Perspektiven für eine passendere Versorgung
Der Forschungsstand zur Verschränkung dieser Bereiche ist überschaubar und qualitativ geprägt, aber es gibt mittlerweile einige Bausteine für eine tiefere Auseinandersetzung.
Wiederkehrend zeigt sich, dass bei LGBTIQ+-Personen die Angst vor (weiterer) Diskriminierung, unpassende Angebote, soziale Isolation sowie fehlende Anerkennung und Sicherheit das Erleben von Versorgung prägen. Gemeint ist also nicht nur, dass Menschen „schlechte Erfahrungen“ machen, sondern dass Beziehungen nicht (an)erkannt werden, Angebote nicht zur Biografie passen, bestimmte Routinen Unsicherheiten erzeugen, sowie Verlust der körperlichen Integrität und Selbstbestimmung ein gängiges Thema ist. Versorgung wird deshalb vorsichtiger, später oder gar nicht in Anspruch genommen.
Leerstellen zeigen sich in Prävalenz von Demenz bei LGBTIQ+-Personen und Versorgungswegen im deutschsprachigen Raum. Wir wissen auch noch zu wenig darüber, wie sich diese Themen im konkreten Versorgungsalltag zeigen: Wann wird Biografie sichtbar, wann bleibt sie unsichtbar, welche Routinen schützen, und welche erzeugen Stress? Besonders groß sind die Lücken bei bi, trans und inter* Personen sowie bei Mehrfachzugehörigkeiten, etwa im Zusammenspiel mit Migration, Behinderung oder Armut. Und wir wissen auch noch zu wenig darüber, welche Interventionen und welche Formen von Organisationsentwicklung tatsächlich wirksam sind, um sensible und stimmige Veränderungen im Versorgungskontext anzustoßen. Sensible Versorgung heißt jedenfalls nicht, alles wissen zu müssen. Sie beginnt dort, wo Möglichkeitsräume offengehalten, die eigenen Vorstellungen kritisch hinterfragt und Beziehungen, Körper- und Selbsterfahrungen ernst genommen werden.

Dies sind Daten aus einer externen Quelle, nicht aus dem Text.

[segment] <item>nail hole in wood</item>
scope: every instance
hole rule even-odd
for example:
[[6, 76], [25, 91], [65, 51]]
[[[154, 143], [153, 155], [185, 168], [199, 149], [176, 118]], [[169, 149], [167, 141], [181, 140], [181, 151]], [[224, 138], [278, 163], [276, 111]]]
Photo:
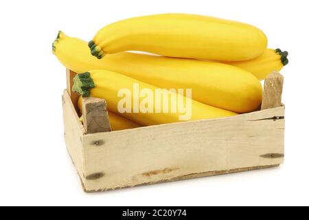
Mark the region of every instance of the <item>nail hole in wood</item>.
[[268, 158], [268, 159], [277, 159], [284, 157], [284, 155], [283, 153], [267, 153], [262, 155], [260, 155], [261, 157]]
[[95, 173], [91, 175], [89, 175], [86, 177], [86, 179], [88, 180], [95, 180], [100, 178], [103, 177], [104, 174], [103, 173]]
[[91, 143], [92, 145], [97, 146], [102, 146], [104, 144], [105, 144], [105, 142], [102, 140], [95, 140]]

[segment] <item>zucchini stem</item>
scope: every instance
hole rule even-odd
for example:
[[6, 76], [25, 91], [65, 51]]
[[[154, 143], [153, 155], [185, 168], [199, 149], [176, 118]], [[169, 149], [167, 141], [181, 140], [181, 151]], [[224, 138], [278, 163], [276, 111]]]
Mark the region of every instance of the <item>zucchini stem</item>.
[[91, 51], [92, 56], [95, 56], [99, 60], [102, 59], [105, 56], [105, 53], [102, 50], [101, 47], [97, 45], [93, 41], [89, 41], [88, 47], [89, 47], [90, 50]]
[[73, 79], [73, 91], [83, 97], [90, 96], [90, 91], [94, 87], [93, 80], [89, 72], [77, 74]]
[[286, 66], [288, 64], [288, 52], [287, 51], [282, 52], [280, 49], [276, 49], [276, 53], [281, 56], [281, 61], [284, 66]]
[[64, 34], [65, 34], [60, 30], [58, 32], [57, 37], [56, 38], [56, 40], [53, 43], [53, 52], [54, 52], [56, 51], [56, 44], [64, 36]]

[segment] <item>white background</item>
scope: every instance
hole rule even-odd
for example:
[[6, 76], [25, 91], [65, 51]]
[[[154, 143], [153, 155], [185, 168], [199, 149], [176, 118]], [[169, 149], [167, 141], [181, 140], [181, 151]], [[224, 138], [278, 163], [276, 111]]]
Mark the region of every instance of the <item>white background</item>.
[[[1, 1], [0, 205], [309, 205], [308, 1]], [[163, 12], [255, 25], [290, 52], [279, 168], [85, 194], [63, 140], [59, 30], [89, 41], [111, 22]], [[125, 165], [125, 164], [124, 164]]]

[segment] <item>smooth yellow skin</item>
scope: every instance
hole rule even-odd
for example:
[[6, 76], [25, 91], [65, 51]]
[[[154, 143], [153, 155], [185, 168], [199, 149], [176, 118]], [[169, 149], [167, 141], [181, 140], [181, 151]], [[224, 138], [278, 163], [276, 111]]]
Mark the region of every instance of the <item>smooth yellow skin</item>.
[[264, 80], [272, 71], [279, 72], [284, 67], [281, 55], [273, 49], [267, 49], [261, 56], [253, 60], [226, 63], [245, 69], [260, 80]]
[[[78, 99], [78, 108], [80, 109], [80, 112], [82, 113], [81, 96], [80, 96]], [[108, 111], [108, 119], [112, 131], [131, 129], [141, 126], [141, 125], [111, 111]]]
[[267, 47], [266, 35], [255, 27], [187, 14], [156, 14], [118, 21], [102, 28], [93, 41], [105, 54], [143, 51], [221, 61], [252, 59]]
[[[162, 109], [160, 111], [161, 113], [139, 112], [120, 113], [118, 111], [117, 106], [119, 101], [123, 98], [117, 96], [119, 89], [128, 89], [130, 91], [132, 96], [133, 96], [134, 83], [138, 83], [139, 91], [144, 89], [148, 89], [151, 90], [153, 94], [155, 93], [155, 89], [159, 88], [124, 75], [107, 70], [93, 70], [89, 72], [95, 85], [95, 87], [91, 90], [91, 96], [105, 99], [108, 103], [107, 109], [108, 111], [120, 114], [122, 116], [135, 123], [143, 126], [149, 126], [176, 122], [180, 121], [179, 116], [183, 116], [182, 113], [172, 113], [170, 111], [169, 113], [163, 113]], [[170, 97], [172, 94], [174, 94], [168, 92], [168, 94]], [[176, 94], [176, 96], [177, 96], [177, 98], [184, 100], [183, 97], [180, 96], [180, 95]], [[139, 98], [139, 104], [143, 99]], [[185, 100], [185, 103], [189, 100], [187, 98], [187, 100]], [[192, 101], [192, 118], [190, 120], [218, 118], [237, 115], [236, 113], [231, 111], [213, 107], [193, 100], [190, 100]], [[133, 112], [133, 100], [132, 100], [131, 104], [131, 112]], [[171, 105], [172, 103], [170, 98], [169, 109], [171, 109]], [[163, 104], [161, 106], [162, 109]], [[154, 109], [155, 107], [153, 106], [152, 107]]]
[[107, 69], [165, 89], [192, 89], [192, 98], [237, 113], [255, 110], [261, 104], [259, 80], [242, 69], [215, 62], [120, 52], [98, 60], [86, 42], [62, 36], [55, 55], [76, 73]]

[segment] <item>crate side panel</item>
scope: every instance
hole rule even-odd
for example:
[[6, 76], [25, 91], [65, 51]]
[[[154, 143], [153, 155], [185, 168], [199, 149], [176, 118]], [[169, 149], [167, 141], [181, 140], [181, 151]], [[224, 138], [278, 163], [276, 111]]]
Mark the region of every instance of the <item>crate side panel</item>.
[[84, 137], [87, 190], [282, 164], [284, 107]]
[[65, 144], [80, 176], [83, 179], [84, 163], [82, 136], [84, 133], [84, 129], [79, 120], [67, 90], [64, 91], [62, 102]]

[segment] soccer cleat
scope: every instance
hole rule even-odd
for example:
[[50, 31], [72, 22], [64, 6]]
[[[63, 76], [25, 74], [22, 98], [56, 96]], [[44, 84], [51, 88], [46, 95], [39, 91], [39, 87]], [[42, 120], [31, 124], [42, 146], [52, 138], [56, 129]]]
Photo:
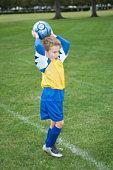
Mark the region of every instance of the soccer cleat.
[[51, 156], [53, 156], [53, 157], [58, 157], [58, 158], [60, 158], [60, 157], [62, 157], [63, 155], [60, 153], [60, 151], [54, 146], [54, 147], [52, 147], [52, 148], [50, 148], [50, 147], [46, 147], [46, 145], [43, 145], [43, 150], [46, 152], [46, 153], [48, 153], [48, 154], [50, 154]]

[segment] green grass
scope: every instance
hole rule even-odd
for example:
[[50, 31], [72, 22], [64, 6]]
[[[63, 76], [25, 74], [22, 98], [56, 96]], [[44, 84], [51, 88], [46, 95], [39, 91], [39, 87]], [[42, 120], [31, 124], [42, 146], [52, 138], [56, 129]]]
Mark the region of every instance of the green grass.
[[[65, 61], [65, 126], [61, 137], [113, 169], [113, 11], [0, 16], [0, 167], [26, 170], [96, 170], [90, 160], [63, 144], [64, 157], [42, 151], [46, 134], [29, 124], [47, 128], [39, 119], [41, 74], [34, 65], [31, 29], [46, 20], [56, 34], [71, 42]], [[19, 115], [29, 120], [21, 120]], [[102, 169], [103, 170], [103, 169]]]

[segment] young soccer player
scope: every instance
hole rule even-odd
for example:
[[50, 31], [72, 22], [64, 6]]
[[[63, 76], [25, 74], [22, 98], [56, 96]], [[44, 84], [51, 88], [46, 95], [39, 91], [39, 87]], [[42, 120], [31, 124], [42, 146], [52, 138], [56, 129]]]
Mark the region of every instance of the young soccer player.
[[41, 86], [43, 91], [40, 116], [41, 120], [50, 119], [50, 127], [43, 150], [51, 156], [62, 157], [62, 153], [56, 148], [55, 143], [64, 125], [65, 78], [63, 62], [67, 57], [70, 43], [53, 33], [43, 40], [40, 40], [35, 32], [32, 34], [36, 38], [35, 64], [42, 72]]

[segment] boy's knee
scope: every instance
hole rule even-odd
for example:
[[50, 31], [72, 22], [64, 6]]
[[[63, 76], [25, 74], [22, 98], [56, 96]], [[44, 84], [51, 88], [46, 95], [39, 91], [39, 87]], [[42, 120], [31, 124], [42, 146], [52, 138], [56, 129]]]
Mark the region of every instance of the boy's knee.
[[57, 126], [58, 128], [62, 128], [62, 127], [64, 126], [64, 120], [59, 121], [59, 122], [56, 122], [56, 126]]

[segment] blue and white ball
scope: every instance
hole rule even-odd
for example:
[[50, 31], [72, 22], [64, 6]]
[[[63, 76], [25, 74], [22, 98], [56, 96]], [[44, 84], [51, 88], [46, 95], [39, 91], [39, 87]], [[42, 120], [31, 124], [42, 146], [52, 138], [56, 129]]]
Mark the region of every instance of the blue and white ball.
[[38, 34], [39, 38], [42, 40], [45, 37], [51, 35], [52, 29], [47, 22], [38, 21], [34, 24], [33, 31], [35, 31]]

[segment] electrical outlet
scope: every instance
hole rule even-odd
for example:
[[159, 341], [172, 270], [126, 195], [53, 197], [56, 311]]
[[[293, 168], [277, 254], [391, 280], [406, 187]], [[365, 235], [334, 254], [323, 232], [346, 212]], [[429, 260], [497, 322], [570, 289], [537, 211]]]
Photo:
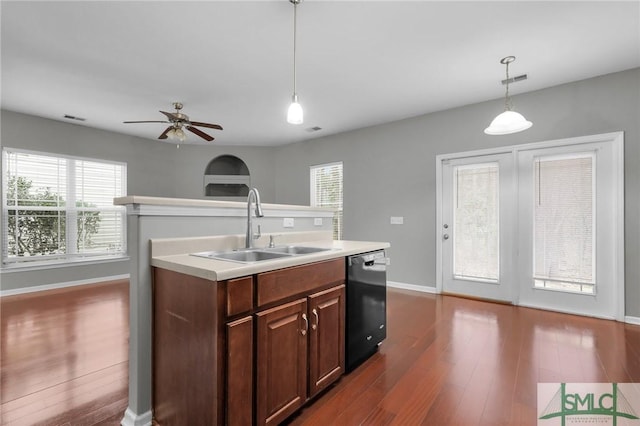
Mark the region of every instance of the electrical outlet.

(1) Wenn ich in weiterer Folge die Begriffe queer, bzw. LGBTIQ+ verwende, nehme ich eine Abkürzung aufgrund der begrenzten Zeichenzahl vor. Gemeint sind Personen, die nicht ausschließlich heterosexuell begehren, die sich nicht oder nicht ausschließlich mit dem bei der Geburt zugewiesenen Geschlecht identifizieren und/oder die mit Variationen der Geschlechtsmerkmale geboren wurden. Besonders mit Blick auf ältere Generationen ist wichtig, dass nicht alle Menschen heutige Begriffe wie queer oder LGBTIQ+ für sich selbst verwenden.
Johanna Pfabigan ist Health Expert an der Gesundheit Österreich und beschäftigt sich dort unter anderem mit Fragen einer diversitätssensiblen Gesundheitsversorgung, derzeit insbesondere Zusammenhang mit LGBTIQ+, Alter(n) und Demenz.